I lead two lives. This book brings the two together. As a professor, I was very interested in how globalization plays out, how it changes things, the problems that it forces us to confront. The wine guy looks for things in the wine world that answer those questions. [With Around the World in Eighty Wines], I wanted to try to do something explicitly global in its focus.
The book looks at wines from familiar places, such as France and Italy, as well as ones from less familiar countries, such as Georgia and Syria. How did you come up with the list of regions you wanted to include?
I was driven by the stories about the wines. Georgia and Syria got in the book because I wanted to write about a wine from Lebanon—a powerful, moving story of a wine and winemaker in a war-torn place. In researching that, I learned about a particular winemaker in Syria. That, and some travels, led me to Georgia, where there’s a different wine-and-war kind of story.

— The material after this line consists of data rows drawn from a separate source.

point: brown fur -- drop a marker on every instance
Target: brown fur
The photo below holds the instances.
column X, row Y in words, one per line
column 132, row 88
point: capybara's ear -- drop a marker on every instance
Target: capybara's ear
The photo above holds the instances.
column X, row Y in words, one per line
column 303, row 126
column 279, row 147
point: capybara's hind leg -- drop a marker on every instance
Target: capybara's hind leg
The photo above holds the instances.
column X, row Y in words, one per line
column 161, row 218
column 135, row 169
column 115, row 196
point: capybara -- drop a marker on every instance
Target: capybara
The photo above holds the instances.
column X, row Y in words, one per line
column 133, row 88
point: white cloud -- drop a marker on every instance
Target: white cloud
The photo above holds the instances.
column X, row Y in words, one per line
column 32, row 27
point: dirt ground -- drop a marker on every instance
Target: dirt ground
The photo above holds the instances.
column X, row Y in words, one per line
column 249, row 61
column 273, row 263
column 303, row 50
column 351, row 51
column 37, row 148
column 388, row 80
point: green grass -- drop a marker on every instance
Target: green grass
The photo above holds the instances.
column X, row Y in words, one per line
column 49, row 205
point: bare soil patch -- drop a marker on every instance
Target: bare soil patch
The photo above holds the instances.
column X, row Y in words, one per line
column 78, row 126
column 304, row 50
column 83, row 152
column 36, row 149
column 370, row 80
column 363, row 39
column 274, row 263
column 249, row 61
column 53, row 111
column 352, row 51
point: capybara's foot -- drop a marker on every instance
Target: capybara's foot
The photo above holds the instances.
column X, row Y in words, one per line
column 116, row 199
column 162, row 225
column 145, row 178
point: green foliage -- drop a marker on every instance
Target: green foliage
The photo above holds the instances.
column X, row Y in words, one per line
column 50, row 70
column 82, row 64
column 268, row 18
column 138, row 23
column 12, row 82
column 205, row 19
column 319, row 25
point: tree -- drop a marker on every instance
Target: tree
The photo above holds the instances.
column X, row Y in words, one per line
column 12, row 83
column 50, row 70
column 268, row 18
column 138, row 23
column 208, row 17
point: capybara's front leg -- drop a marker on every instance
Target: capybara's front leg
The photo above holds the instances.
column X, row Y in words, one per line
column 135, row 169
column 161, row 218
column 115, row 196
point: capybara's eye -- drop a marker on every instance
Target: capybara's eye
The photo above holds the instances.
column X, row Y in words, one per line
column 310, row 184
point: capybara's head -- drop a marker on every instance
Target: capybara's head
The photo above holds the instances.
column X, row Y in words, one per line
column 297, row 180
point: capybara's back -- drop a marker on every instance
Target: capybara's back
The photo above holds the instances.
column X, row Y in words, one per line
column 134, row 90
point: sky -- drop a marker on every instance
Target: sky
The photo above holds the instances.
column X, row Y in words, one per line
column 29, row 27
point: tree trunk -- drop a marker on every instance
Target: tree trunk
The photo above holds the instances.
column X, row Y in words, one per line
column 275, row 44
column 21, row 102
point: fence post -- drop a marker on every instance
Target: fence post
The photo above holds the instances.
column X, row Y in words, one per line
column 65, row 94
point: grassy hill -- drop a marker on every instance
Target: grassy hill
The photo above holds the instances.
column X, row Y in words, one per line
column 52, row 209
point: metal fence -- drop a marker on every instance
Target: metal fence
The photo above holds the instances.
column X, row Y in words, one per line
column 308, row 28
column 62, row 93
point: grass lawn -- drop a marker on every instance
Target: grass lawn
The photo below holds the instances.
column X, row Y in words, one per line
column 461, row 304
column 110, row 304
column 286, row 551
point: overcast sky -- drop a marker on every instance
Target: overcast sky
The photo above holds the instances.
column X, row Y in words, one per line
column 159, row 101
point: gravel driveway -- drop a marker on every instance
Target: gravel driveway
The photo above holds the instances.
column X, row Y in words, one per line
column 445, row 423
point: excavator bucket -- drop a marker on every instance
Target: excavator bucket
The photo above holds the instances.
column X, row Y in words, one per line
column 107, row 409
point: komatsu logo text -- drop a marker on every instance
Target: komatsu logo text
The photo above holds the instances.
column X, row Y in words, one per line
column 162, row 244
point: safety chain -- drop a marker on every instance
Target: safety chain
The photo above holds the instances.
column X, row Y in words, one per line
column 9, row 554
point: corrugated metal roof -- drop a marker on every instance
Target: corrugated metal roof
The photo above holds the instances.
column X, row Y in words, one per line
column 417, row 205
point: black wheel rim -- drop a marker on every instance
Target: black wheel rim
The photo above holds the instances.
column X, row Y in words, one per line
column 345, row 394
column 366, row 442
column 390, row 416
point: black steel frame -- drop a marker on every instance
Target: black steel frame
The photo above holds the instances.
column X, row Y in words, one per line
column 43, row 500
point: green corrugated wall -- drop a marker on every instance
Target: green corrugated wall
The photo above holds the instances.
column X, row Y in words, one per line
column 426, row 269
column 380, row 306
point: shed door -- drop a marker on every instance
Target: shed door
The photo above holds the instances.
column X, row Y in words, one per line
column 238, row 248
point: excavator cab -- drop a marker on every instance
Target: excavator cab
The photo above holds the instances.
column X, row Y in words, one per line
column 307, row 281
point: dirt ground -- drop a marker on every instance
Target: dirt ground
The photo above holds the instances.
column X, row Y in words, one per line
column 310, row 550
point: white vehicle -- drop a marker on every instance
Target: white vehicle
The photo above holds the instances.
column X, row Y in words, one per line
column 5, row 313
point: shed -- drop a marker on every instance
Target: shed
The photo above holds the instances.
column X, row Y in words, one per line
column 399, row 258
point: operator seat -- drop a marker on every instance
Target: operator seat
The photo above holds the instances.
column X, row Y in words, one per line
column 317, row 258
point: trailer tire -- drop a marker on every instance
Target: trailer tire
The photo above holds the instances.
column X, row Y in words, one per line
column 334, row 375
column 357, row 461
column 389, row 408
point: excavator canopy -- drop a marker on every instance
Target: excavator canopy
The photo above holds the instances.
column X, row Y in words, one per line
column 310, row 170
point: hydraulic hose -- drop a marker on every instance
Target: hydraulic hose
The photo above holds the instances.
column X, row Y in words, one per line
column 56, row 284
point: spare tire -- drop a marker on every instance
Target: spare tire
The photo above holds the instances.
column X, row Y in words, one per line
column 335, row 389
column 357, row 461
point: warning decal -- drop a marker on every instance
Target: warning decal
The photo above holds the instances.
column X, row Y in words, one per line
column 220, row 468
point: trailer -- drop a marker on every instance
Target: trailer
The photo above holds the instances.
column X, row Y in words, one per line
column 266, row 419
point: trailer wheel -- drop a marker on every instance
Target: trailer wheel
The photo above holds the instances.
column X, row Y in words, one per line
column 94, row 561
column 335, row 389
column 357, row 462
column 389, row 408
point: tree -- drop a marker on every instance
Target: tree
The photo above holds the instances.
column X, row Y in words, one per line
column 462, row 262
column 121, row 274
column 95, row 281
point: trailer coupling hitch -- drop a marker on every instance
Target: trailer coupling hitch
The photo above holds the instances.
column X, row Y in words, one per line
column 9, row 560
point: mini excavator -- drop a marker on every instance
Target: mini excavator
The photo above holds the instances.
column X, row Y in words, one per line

Do you feel that some of the wines or winemaking regions that you spotlight in the book will soon become better-known in the U.S.?

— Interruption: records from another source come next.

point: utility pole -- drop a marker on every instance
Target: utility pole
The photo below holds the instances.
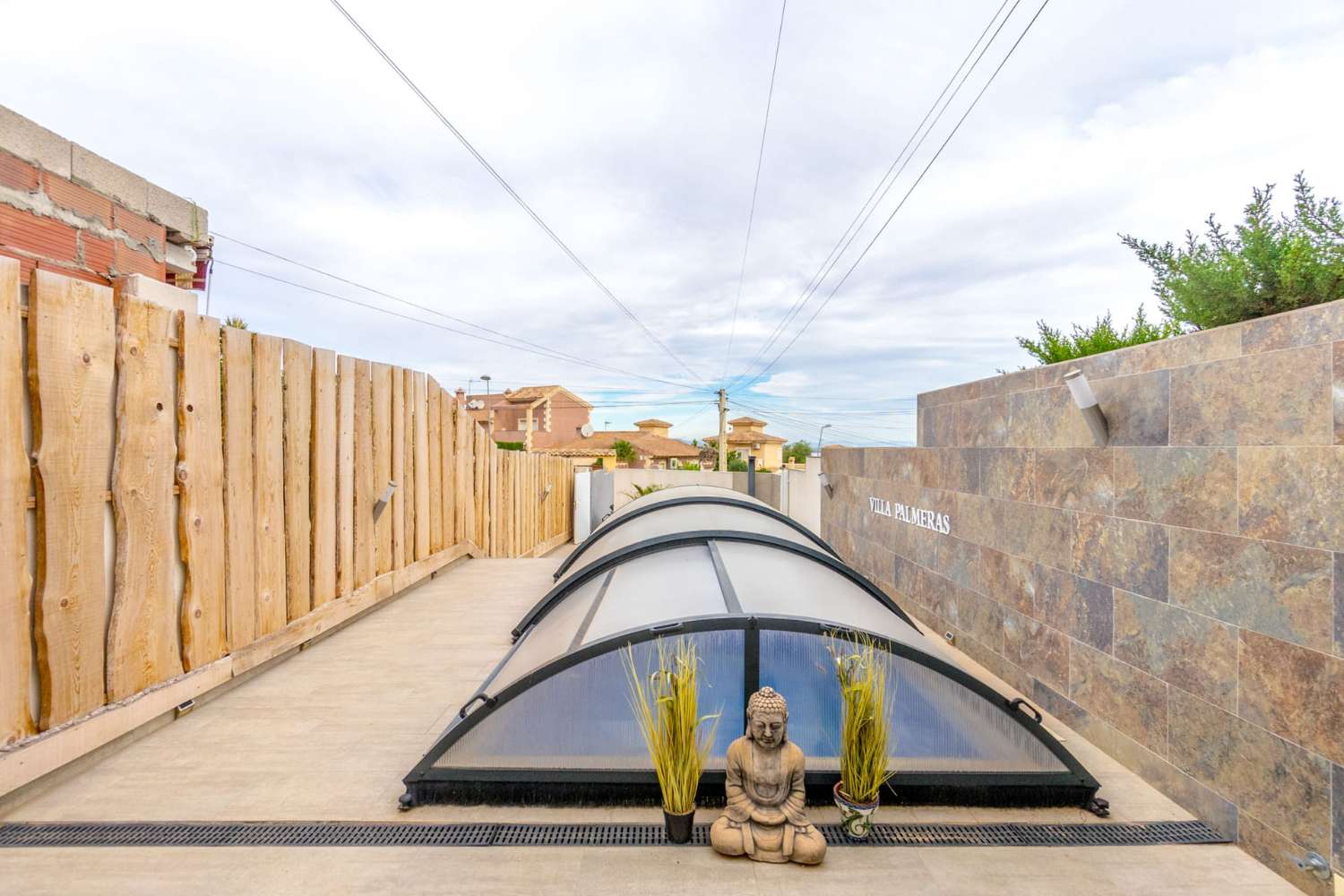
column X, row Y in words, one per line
column 723, row 430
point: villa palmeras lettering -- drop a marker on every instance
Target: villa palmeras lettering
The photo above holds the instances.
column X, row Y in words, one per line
column 911, row 514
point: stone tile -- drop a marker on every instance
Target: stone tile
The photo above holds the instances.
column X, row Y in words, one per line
column 1180, row 351
column 1339, row 603
column 1338, row 392
column 1011, row 581
column 1136, row 408
column 1126, row 554
column 1094, row 367
column 1046, row 418
column 938, row 426
column 1133, row 702
column 1271, row 848
column 1077, row 606
column 1187, row 487
column 1185, row 790
column 1037, row 648
column 1268, row 777
column 1295, row 692
column 1281, row 398
column 1293, row 495
column 1274, row 589
column 1075, row 478
column 1007, row 473
column 1180, row 648
column 981, row 618
column 983, row 422
column 1304, row 327
column 1338, row 802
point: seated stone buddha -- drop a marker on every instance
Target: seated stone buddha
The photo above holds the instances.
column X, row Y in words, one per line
column 763, row 817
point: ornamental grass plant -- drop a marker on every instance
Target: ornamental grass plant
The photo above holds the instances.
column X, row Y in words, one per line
column 866, row 711
column 667, row 708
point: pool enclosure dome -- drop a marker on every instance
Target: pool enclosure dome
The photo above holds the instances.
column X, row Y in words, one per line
column 762, row 598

In one of the chapters, I go through Bali, and then Thailand, and then India. The wines from all three of those places are now becoming available in the U.S, and some of the Indian wines will become better-known, I think. Georgian wines are now kind of a cult favorite in the U.S. There’s a group of people interested in natural winemaking—winemaking with the fewest possible additions and manipulations—and it's taken [to Georgian wines] .
What surprised you most while working on this book?
If you take this journey with me, you go to places where you expect to find wine, like France and Italy and California, and you go to places that you would never think could make wine, or where anybody would make wine. [You] see how wine inspires people to overcome such natural and political and human odds. In South Africa, for example, I write about a wine that is very popular in the black townships—a place where cider and beer, I think, are traditionally the drinks. To see how that [wine] has changed some things is very interesting. The power of wine—which is just an alcoholic beverage: water and acid and some alcohol—to transform how people think about food, how they think about themselves and the places that they live: it’s inspiring.